For over 130 years, Marsellus Casket Company remained true to its highly principled, purposeful mission to manufacture the finest handcrafted hardwood caskets and offer maximum value to funeral home owners and to the families they serve. The company was supported by an undeniably loyal and enthusiastic organization of highly-skilled men and women who, through the generations, were encouraged to think, to learn, to enhance their skills and to live up to their responsibilities.
During the company’s early development – and with humility – the business faced all honorable competition, learned from every possible source and adopted with eagerness all improvements in merchandise, methods and equipment. Its goals to assure satisfaction with every purchase and to acknowledge public confidence and goodwill were incredibly important. Until the end, the company maintained a successful, growing business, quickly responsive to new ideas and changing times while displaying a fierce dedication to the interests of the community, the funeral profession and the casket industry. The company code, a constant quest to perpetuate the high standards of product, purpose and perfection, remained unwavering until the very last casket left the factory in 2003.
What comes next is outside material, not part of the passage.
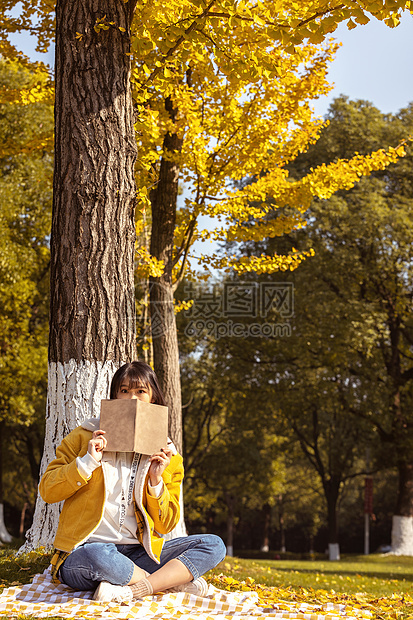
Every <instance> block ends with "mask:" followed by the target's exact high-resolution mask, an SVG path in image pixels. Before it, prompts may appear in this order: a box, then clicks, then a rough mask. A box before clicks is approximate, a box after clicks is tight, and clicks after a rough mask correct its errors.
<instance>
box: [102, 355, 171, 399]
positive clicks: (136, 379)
mask: <svg viewBox="0 0 413 620" xmlns="http://www.w3.org/2000/svg"><path fill="white" fill-rule="evenodd" d="M125 382H127V384H128V385H129V387H131V388H136V387H139V386H140V385H142V386H144V387H146V388H149V387H150V388H151V390H152V402H153V403H154V404H155V405H164V406H165V405H166V403H165V399H164V397H163V394H162V390H161V388H160V387H159V383H158V378H157V376H156V375H155V373H154V371H153V370H152V368H151V367H150V366H149V365H148V364H145V362H129V363H128V364H124V365H123V366H121V367H120V368H118V370H117V371H116V372H115V374H114V375H113V379H112V383H111V384H110V398H112V399H113V398H116V395H117V393H118V392H119V389H120V386H121V385H122V384H123V383H125Z"/></svg>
Founded by a keenly ambitious traveling salesman, John Marsellus originally made his mark as a peddler of undertakers’ accoutrements. At the age of 20, Marsellus left his Schenectady home in Upstate New York for New York City and a junior partnership opportunity selling his specialty supplies along the Erie Canal. To describe travel as simply difficult during the late 1800s would be an understatement. Transportation was slow and unreliable, while communication was nearly nonexistent. Marsellus commonly utilized a canal packet boat for travel. Although the competition was intense and the sales tactics often underhanded among rivals, Marsellus experienced much success, which was directly attributed to his unshakeable virtue and genuine honesty – core values that served as the foundation of the Marsellus name.
Unable to contain his entrepreneurial spirit any longer, Marsellus saved enough money to leave New York City and the security of his flourishing career. Arriving in Syracuse, he described in a diary entry, “This is a bustling community.” In the early 1870s, the John Marsellus Casket Company was born.
Less than a decade following the end of the Civil War, America was beginning to develop an interest in the services of undertakers. Services held in the home were still the most common, but embalming and an increase in respect and specialized care for the dead was becoming more prevalent. Advertising broomsticks, novelties, medicine chests, shoe-brush handles and cloth-covered coffins, Marsellus began with fewer than a dozen employees who truly handcrafted each item. From the earliest of days, Marsellus instilled several principles that would remain constant throughout the next 130 years.
“Whiskers had what I call ‘founder power,’” explained John D. Marsellus, using the nickname coined for his great-grandfather because of his enormous mutton chops. “He believed strongly in the principle of innovation, building a product up to a standard and not down to a price and contributing to the profession he served and to the community in which he labored.”